Parents, staff protest MPUSD superintendent’s raise as state budget cuts loom.
Thursday, May 12, 2011
As nearly 300 people lined Pacific Street in front of Monterey’s Colton Hall on May 6, holding handwritten signs protesting the pay raises given by the Monterey Peninsula Unified School District Board to Superintendent Marilyn Shepherd and her staff, an elementary school student’s voice rang out above the rest.
“Think of the next generation!” the pint-sized redhead yelled to passing motorists, who honked in solidarity. “We deserve more!”
That, says District 40 Parent-Teacher Association President Tamara Suber, is the crux of widespread concern among district parents, school staff and taxpaying residents who passed last November’s Measure P. The $110 million bond was supposed to invest in children’s educations, she says, not salary increases for administrators.
“We didn’t get a program reinstated, we didn’t reduce classroom size, we didn’t even fix the toilet seats [with the bond money],” Suber says. “We’re in the bottom of the bottom right now. We have four schools in program improvement. It’s bad.”
Seventeen-year-old Nour Melhem, a Monterey High School junior, is fed up too.
“In some of our classes, there are over 40 students,” she says. “How is anyone supposed to learn in that environment?”
William Pace, a teacher transferred from Colton School to MHS last year, says he doesn’t have the tools he needs to be an effective educator.
“We have limited access to technology – 35 computers for all of Monterey High – and I lack supplies,” Pace says. “When raises are being given and I barely have any supplies in my classroom, something is wrong.”
Molly Crannell of Monterey requested to transfer her two young kids out of MPUSD and into Salinas’ Washington Union School District in December.
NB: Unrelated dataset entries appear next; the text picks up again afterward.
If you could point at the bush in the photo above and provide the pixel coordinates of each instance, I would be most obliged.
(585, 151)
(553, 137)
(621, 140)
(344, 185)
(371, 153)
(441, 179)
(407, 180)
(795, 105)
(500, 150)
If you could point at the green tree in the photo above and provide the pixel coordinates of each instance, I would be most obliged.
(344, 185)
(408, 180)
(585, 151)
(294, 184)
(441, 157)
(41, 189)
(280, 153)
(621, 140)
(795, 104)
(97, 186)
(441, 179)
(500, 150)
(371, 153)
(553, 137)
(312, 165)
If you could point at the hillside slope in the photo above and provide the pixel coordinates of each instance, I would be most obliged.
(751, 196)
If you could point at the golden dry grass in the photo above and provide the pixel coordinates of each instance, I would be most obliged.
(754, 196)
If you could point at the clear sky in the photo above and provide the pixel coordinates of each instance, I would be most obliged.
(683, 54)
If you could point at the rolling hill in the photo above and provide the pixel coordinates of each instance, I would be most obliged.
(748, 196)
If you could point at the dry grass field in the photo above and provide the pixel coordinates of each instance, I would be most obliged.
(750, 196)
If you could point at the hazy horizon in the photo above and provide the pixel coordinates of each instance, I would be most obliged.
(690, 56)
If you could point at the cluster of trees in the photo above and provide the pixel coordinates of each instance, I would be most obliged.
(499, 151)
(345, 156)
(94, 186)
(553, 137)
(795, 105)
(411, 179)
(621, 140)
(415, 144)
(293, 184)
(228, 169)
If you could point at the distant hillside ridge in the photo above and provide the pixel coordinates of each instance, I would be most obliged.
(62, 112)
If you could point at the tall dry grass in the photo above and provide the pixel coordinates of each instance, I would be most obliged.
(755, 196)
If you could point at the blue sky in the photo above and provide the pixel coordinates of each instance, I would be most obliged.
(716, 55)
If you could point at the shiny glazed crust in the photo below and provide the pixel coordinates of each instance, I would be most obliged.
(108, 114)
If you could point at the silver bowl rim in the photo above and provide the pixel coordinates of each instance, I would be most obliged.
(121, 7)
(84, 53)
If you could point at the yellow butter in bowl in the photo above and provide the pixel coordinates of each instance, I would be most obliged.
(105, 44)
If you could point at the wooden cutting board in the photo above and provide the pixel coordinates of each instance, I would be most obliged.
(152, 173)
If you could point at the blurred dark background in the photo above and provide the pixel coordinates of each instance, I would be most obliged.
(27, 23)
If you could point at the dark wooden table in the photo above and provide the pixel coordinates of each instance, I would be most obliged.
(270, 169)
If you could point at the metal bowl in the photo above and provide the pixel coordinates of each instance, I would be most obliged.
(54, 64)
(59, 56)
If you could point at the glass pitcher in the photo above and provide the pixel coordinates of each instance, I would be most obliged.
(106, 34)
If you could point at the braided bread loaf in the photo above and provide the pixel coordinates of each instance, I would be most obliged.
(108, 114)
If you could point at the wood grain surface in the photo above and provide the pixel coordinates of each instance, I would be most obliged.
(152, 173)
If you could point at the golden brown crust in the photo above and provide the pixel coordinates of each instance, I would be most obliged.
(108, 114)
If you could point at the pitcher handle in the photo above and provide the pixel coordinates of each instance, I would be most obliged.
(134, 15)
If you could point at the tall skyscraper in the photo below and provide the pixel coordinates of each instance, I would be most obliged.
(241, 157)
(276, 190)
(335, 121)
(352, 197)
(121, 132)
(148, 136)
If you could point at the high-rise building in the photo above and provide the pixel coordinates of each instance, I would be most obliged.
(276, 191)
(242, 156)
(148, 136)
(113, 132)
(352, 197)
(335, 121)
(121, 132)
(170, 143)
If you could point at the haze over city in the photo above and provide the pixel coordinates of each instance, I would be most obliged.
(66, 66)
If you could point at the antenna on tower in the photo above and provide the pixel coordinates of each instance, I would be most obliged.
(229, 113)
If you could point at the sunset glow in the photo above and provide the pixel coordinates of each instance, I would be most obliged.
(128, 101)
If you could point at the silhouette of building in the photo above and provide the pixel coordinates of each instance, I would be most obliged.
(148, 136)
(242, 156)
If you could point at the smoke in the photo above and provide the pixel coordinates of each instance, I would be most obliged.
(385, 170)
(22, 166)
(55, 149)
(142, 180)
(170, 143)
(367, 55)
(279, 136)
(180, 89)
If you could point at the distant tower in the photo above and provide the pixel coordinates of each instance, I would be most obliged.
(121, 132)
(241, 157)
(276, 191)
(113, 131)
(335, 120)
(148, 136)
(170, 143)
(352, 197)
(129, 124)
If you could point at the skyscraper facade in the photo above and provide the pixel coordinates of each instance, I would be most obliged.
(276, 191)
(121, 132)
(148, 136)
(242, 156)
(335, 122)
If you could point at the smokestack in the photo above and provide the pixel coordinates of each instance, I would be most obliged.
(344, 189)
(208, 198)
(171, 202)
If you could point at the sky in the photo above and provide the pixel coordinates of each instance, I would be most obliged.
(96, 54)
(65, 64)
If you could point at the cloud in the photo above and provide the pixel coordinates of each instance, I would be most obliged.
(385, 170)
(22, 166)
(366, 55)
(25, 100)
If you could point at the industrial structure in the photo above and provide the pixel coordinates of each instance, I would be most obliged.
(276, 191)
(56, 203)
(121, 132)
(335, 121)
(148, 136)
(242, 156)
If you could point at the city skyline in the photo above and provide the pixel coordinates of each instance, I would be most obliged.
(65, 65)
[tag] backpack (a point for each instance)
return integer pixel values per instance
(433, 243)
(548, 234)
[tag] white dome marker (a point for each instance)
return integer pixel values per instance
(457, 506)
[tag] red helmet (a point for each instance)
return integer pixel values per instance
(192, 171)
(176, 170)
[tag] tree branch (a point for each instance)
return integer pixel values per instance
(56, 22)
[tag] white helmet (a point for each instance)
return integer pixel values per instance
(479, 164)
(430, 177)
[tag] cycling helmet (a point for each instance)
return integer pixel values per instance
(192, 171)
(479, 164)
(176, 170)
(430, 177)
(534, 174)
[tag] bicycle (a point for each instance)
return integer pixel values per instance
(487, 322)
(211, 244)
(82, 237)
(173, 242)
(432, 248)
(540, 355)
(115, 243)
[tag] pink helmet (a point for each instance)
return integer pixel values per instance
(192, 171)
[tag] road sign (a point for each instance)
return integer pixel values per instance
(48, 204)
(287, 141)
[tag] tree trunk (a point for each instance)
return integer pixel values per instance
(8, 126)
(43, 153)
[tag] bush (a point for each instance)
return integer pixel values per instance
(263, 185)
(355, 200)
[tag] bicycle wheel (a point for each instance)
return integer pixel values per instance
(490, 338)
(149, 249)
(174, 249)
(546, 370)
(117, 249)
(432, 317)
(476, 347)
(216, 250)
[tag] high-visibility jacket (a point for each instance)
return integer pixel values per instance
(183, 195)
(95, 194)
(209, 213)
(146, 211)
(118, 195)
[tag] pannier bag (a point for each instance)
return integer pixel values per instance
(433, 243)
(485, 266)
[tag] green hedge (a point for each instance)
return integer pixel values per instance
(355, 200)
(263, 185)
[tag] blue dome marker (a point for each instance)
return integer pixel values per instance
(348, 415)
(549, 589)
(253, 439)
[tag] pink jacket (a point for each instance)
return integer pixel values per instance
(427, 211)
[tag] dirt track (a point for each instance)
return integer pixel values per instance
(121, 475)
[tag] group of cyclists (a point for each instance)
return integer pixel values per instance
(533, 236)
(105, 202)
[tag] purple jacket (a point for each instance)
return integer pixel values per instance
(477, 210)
If the transfer isn’t approved, she plans to move to Pacific Grove or Carmel.
“It’s about the class sizes. It’s about the board’s disrespect for parents and teachers,” Crannell says. “That’s what it’s come to. I’m giving up my house to have a better education for my children.”
Property owner Carolyn Grebing, an MPUSD parent, is feeling the pain in her pocketbook as well. “When I have rental property in Monterey, and people won’t rent my property because it’s in a district without schools they’ll send their kids to, that’s affecting my property value,” she says.
Both Pace and Suber note that huge state budget cuts are looming, and may be even worse than expected if lawmakers refuse to approve temporary tax extensions to help fund education and other vital services. At California Teachers’ Association rallies in Monterey and Salinas May 9, local education leaders declared a “state of emergency” and called on residents to contact their representatives and urge them to support the tax extensions.
Otherwise, they fear Gov. Jerry Brown, who supports the tax extensions, will resort to an all-cuts budget that will force MPUSD to slash its budget by an additional $6.7 million. That’s on top of the $34.5 million the district has cut over the past three years, which has led to today’s overcrowded classrooms and overworked teachers.
“Our kids are getting a third-world education,” Monterey teachers’ union president Dennis Wright said at the May 9 rally. “More cuts will be devastating.”